Ecological and Economic Impacts of Aquatic Biodiversity Conservation


 

Ecological and Economic Impacts of Aquatic Biodiversity Conservation
by: Nels Johnson

Growing water scarcity and alarming declines in aquatic biodiversity indicate that water policies in most of the world are failing to protect life's most vital resource. Water is certain to be a major topic of discussion at next year's Rio +10 Summit and seems likely to join climate change as a perennial topic at global gatherings of environmental policy-makers. Two questions that should be prominent at these events will be addressed in this presentation. First, where is water scarce and how will this change over time? Second, what changes in water management can address the needs of people of nature?

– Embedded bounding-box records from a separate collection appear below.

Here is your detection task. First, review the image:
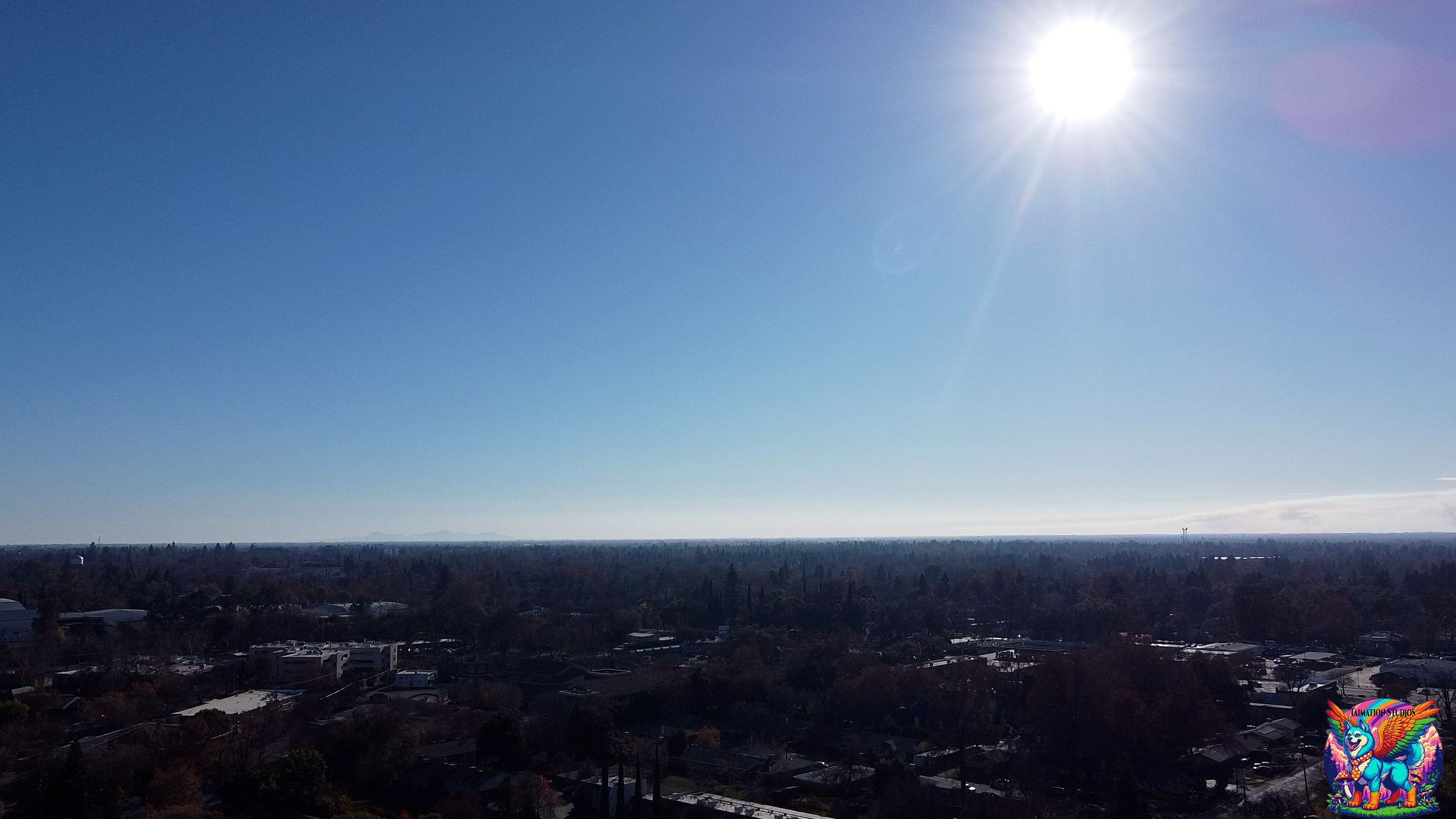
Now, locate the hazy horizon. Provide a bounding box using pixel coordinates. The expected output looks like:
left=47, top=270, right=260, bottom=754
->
left=0, top=6, right=1456, bottom=543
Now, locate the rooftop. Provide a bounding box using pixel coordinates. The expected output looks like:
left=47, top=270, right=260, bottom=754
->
left=658, top=791, right=825, bottom=819
left=172, top=691, right=299, bottom=718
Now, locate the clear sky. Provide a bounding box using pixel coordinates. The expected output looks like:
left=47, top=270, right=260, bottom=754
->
left=0, top=0, right=1456, bottom=543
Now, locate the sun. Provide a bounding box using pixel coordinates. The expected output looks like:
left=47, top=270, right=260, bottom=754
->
left=1031, top=22, right=1133, bottom=119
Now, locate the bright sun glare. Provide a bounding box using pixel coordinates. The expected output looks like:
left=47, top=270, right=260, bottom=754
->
left=1031, top=22, right=1133, bottom=119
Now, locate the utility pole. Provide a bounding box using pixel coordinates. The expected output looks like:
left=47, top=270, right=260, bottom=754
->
left=653, top=736, right=663, bottom=819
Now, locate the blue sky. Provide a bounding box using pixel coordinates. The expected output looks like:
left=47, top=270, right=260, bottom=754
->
left=0, top=0, right=1456, bottom=543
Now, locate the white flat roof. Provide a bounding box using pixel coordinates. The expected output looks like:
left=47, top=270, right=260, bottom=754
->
left=661, top=793, right=825, bottom=819
left=172, top=691, right=297, bottom=718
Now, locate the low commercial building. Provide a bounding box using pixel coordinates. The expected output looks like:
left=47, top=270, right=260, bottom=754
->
left=1355, top=631, right=1409, bottom=657
left=649, top=785, right=829, bottom=819
left=0, top=597, right=39, bottom=643
left=168, top=691, right=299, bottom=726
left=55, top=609, right=147, bottom=635
left=247, top=640, right=399, bottom=680
left=277, top=648, right=350, bottom=682
left=1370, top=660, right=1456, bottom=688
left=1184, top=643, right=1264, bottom=666
left=395, top=669, right=437, bottom=688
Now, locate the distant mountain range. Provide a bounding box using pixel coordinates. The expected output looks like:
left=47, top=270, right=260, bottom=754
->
left=338, top=529, right=510, bottom=543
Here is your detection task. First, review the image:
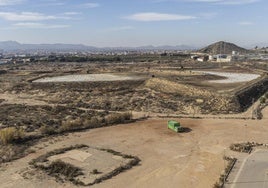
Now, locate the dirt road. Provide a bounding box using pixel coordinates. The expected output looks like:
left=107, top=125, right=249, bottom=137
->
left=0, top=111, right=268, bottom=188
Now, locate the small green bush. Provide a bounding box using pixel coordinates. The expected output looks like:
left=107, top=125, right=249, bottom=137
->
left=60, top=118, right=84, bottom=132
left=0, top=127, right=25, bottom=145
left=84, top=117, right=101, bottom=128
left=260, top=97, right=266, bottom=104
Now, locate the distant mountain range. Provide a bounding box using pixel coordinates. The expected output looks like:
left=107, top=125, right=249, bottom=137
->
left=0, top=41, right=197, bottom=52
left=198, top=41, right=250, bottom=54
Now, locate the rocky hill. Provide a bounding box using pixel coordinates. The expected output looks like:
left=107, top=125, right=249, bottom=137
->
left=198, top=41, right=250, bottom=55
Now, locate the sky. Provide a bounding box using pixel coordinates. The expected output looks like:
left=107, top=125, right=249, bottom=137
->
left=0, top=0, right=268, bottom=47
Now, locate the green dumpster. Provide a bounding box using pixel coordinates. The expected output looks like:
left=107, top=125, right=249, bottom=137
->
left=168, top=120, right=182, bottom=133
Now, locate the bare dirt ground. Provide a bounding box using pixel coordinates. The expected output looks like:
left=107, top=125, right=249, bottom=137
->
left=0, top=63, right=268, bottom=188
left=0, top=108, right=268, bottom=188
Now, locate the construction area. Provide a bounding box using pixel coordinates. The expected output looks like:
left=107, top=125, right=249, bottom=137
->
left=0, top=56, right=268, bottom=188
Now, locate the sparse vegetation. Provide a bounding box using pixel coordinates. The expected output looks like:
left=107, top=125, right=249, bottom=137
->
left=260, top=97, right=266, bottom=104
left=213, top=156, right=237, bottom=188
left=230, top=142, right=262, bottom=153
left=105, top=112, right=132, bottom=125
left=0, top=127, right=24, bottom=145
left=43, top=160, right=84, bottom=179
left=29, top=145, right=140, bottom=186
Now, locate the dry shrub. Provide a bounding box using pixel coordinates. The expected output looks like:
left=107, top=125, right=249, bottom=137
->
left=60, top=118, right=84, bottom=132
left=0, top=127, right=24, bottom=145
left=46, top=160, right=83, bottom=178
left=105, top=112, right=132, bottom=124
left=40, top=125, right=57, bottom=135
left=84, top=117, right=101, bottom=128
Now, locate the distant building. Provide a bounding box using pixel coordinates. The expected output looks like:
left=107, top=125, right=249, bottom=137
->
left=197, top=55, right=209, bottom=62
left=217, top=54, right=232, bottom=62
left=232, top=51, right=239, bottom=56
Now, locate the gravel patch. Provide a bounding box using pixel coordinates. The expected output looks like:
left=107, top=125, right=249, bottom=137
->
left=194, top=71, right=260, bottom=84
left=33, top=74, right=140, bottom=83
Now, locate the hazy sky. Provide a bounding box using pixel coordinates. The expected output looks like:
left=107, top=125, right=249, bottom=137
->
left=0, top=0, right=268, bottom=47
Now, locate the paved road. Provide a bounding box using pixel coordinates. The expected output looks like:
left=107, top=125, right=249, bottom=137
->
left=225, top=149, right=268, bottom=188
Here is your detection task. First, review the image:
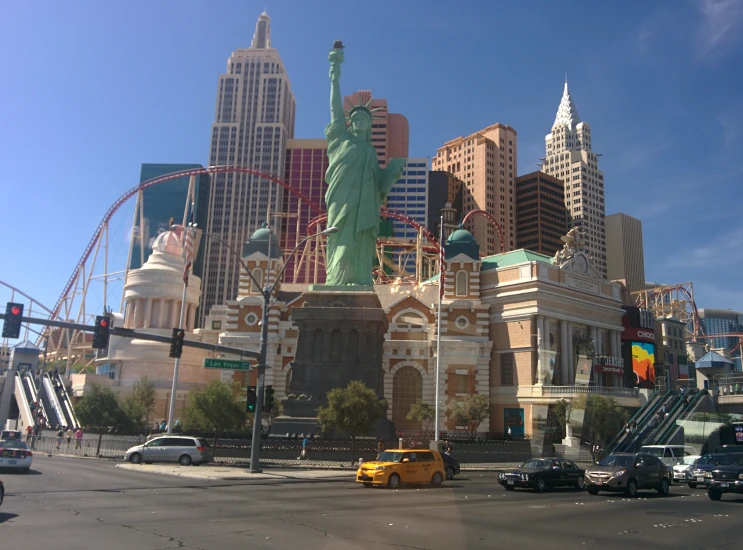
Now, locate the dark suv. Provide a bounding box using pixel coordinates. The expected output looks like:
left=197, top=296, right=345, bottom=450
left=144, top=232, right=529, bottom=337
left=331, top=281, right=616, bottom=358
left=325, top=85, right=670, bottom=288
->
left=707, top=453, right=743, bottom=500
left=585, top=453, right=671, bottom=497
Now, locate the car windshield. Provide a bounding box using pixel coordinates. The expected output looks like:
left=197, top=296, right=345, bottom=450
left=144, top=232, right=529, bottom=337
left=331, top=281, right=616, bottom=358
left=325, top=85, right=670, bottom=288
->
left=521, top=459, right=550, bottom=468
left=377, top=451, right=403, bottom=462
left=599, top=455, right=635, bottom=468
left=0, top=439, right=28, bottom=450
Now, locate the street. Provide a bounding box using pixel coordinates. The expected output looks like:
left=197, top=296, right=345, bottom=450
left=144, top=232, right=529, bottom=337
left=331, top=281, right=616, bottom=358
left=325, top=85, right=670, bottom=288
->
left=0, top=455, right=743, bottom=550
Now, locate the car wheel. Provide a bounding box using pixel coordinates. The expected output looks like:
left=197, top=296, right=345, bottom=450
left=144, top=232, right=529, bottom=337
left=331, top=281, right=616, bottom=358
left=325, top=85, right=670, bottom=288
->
left=657, top=479, right=670, bottom=497
left=535, top=477, right=547, bottom=493
left=431, top=472, right=444, bottom=487
left=387, top=474, right=401, bottom=489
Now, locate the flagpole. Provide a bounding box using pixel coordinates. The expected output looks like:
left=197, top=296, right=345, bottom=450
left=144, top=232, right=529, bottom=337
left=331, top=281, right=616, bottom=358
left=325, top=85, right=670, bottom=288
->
left=434, top=214, right=445, bottom=442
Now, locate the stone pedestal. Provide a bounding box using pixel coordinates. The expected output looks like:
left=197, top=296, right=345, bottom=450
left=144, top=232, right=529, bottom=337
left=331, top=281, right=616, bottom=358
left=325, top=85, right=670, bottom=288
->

Ecological and Economic Impacts of Aquatic Biodiveristy Conservation
by: Lauretta Burke

 

The World Resources Institute, in collaboration with regional partners, is currently conducting an analysis and data consolidation effort examining threats to coral reefs in Southeast Asia. This regional-extent project is a more detailed follow-up to the global Reefs at Risk analysis completed in 1998. Like the global project, Reefs at Risk in Southeast Asia (RRSEA), aims to compensate for the lack of detailed information on the status of coral reefs. RRSEA has four primary goals:
1) Improve the base of information available for examining the threats, status, value, and protection of coral reefs within Southeast Asia, through collecting, revising and integrating information;
2) Model threats to coral reefs based upon population and development patterns, landuse change, and the location and intensity of certain activities known to degrade coral reefs;
3) Develop a geographic information system (GIS)-based tool for more local-level evaluation of development scenarios and related implications for coral reef health and associated economic implications;
4) Raise awareness about human threats to coral reefs through wide dissemination of integrated data sets, model results, a published report, and the GIS planing tool.

The RRSEA project is implemented by WRI, in collaboration with over 20 international, national and local partner institutions, with support from USAID. The presentation will focus on the threat analysis approach and modeling results for SE Asia. All project results and data will be available from on the Internet, www.wri.org, upon completion of the project in the fall of 2001. With support from USAID, a similar project will begin in the Caribbean later this year.